I’ve done some little experiments but having a standard-ish thing is better.
Would this integrate to give scale, in say, Meshroom? Or it’s manual calibration step someplace along the workflow?
I’m in it more for the reasonably accurate 2d/3d measurements, but approximately accurate color is nice as well.
The way it works, iirc, is you can choose the model of your lens and the software fixes things. Works for professional lenses, unsure about others.
For more advanced stuff, look up CAHVORE models and related models.
The theory behind modern light metering is that if you average the "brightness" of every pixel (or the average density of crystals in the case of film) is should "visually" be around 50% brightness or density, or neutral grey. Spot metering on something that's already neutral gray sort of short cuts that process
For artificial light (or mixed sources, e.g. from reflections), it is not correct. The light source is characterized by its whole distribution (which can be anything) rather than one temperature parameter (for the Planck distribution).
An easy example is a fluorescent lamp spectrum (https://commons.wikimedia.org/wiki/File:Fluorescent_lighting...).
Another issue is that even if you have the perfect photography + post-processing setup, when I see the result it might be on a non-calibrated monitor, or on paper but in a room with non-perfect lighting, and perhaps I was just looking at something else a second before and my brain's auto white-balance hasn't caught up yet. So I might still not perceive it as was intended. This is why that gold dress looks blue to some people.
The patch of grey on the reference scale + good lighting of the scene to begin with will get you 99% of the way, the remaining 1% is extremely hard to get right, if at all possible.
In practice you do 2 anyway (with exposure correction being used even more often than white balance). So I agree that more than that is usually not worth the effort.
From my amateour photography experince - with strange lighting you cannot do much anyway.
Even a scene where there is strong sunlight and a bright blue sky will make white balancing quite difficult, as the shadows are lit with sky blue skylight and the sunlit parts are lit with the sun.
I use darktable and it's possible to correct the blue tint in shadows, but like... it's annoying. And at some point I'd say fuck it and just accept that photography is not a science.

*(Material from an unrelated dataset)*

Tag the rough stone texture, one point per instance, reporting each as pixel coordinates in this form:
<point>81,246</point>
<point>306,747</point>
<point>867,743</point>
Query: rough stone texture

If you care about accurate color, you do use a card with "whole bunch of patches" of different colors. For example, these British Library guidelines on photographing and scanning archival material say:
"An industry-approved colour chart or greyscale reference card is essential in
order to check the accuracy of the colour captured in the photographs. This is
a physical card that is available to purchase on the internet. It cannot be
downloaded from the internet and printed, or inserted into your image using
software. Approved colour checkers that have been used in EAP projects
include: Gretag Macbeth ColorChecker, QP cards, Kodak Color Control Q13
card, Past Horizons Bookmark Photo Scale."

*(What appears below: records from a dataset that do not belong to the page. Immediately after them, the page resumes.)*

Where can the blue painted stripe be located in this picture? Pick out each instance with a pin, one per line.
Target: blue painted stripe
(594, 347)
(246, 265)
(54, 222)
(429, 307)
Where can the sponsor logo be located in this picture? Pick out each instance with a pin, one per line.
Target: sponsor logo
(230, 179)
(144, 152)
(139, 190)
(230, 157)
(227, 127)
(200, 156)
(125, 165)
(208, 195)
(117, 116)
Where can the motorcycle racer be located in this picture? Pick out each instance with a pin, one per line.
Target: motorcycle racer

ColorChecker (“Macbeth”) Chart: https://poynton.ca/notes/color/GretagMacbeth-ColorChecker.ht...
QP cards: https://www.argraph.com/QP202.html
Kodak Q13: https://www.kodak.com/en/motion/page/color-separation-guides...

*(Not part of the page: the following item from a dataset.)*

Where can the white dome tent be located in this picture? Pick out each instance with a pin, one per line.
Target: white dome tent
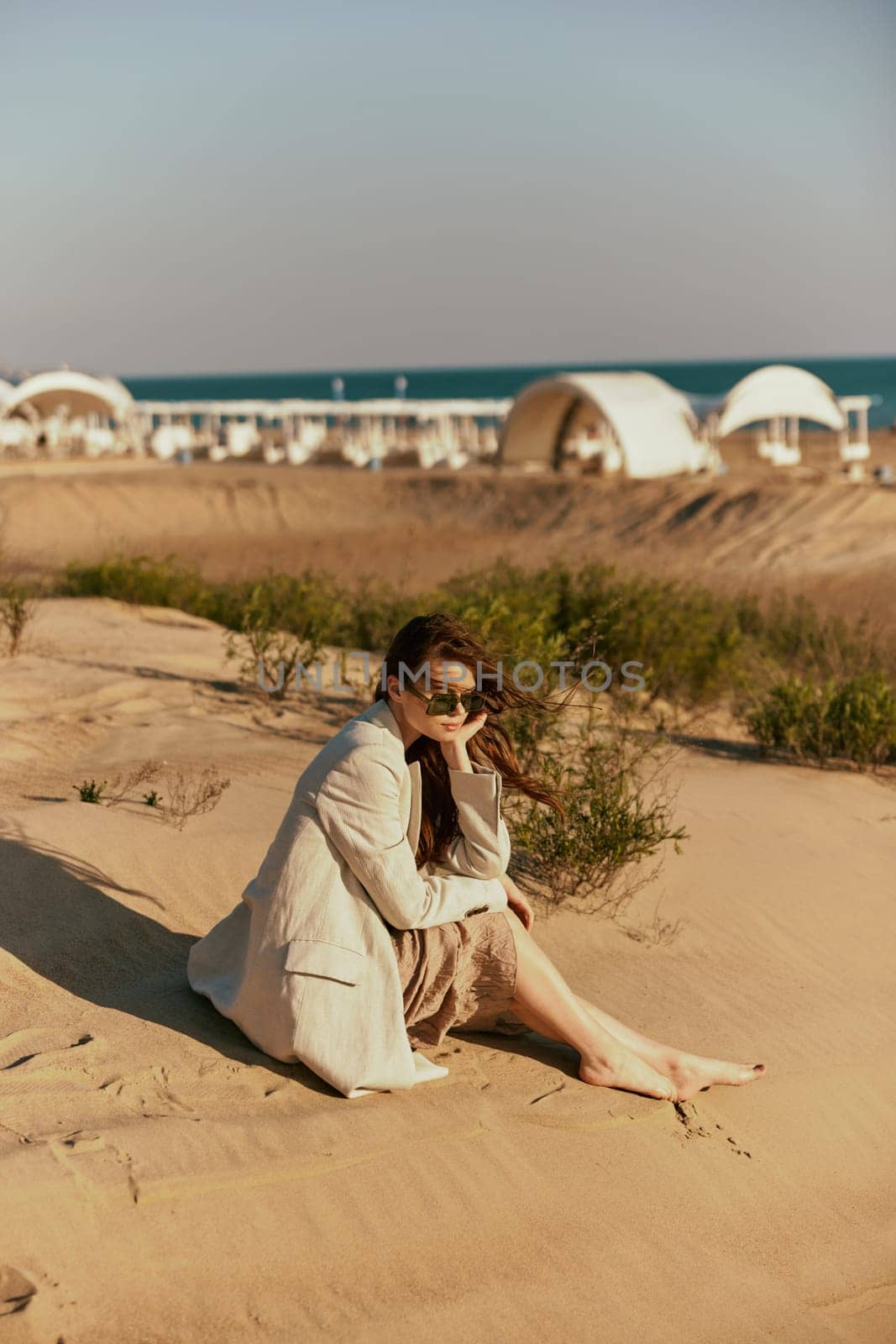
(78, 394)
(634, 423)
(777, 398)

Bookmark photo scale: https://www.pasthorizonstools.com/Photo_scale_bookmark_p/boo...
As you quote they get used in archiving but those also tend to be done under well-characterized lighting and if not, it's something that's worth spending the time to tweak every little thing.
It's a long shot from being able to apply automatic perspective and grey-point corrections plus a little bit of tweaking so the colors look "right" (or as right as possible under the wonky spectral distributions of most lights these days).
I did manage to convince the company to buy the transparency so we could calibrate the film scanner's output.
My favorites are from Datacolor or X-Rite.
Is there a standard skin color or something? How do you deal with different skin colors?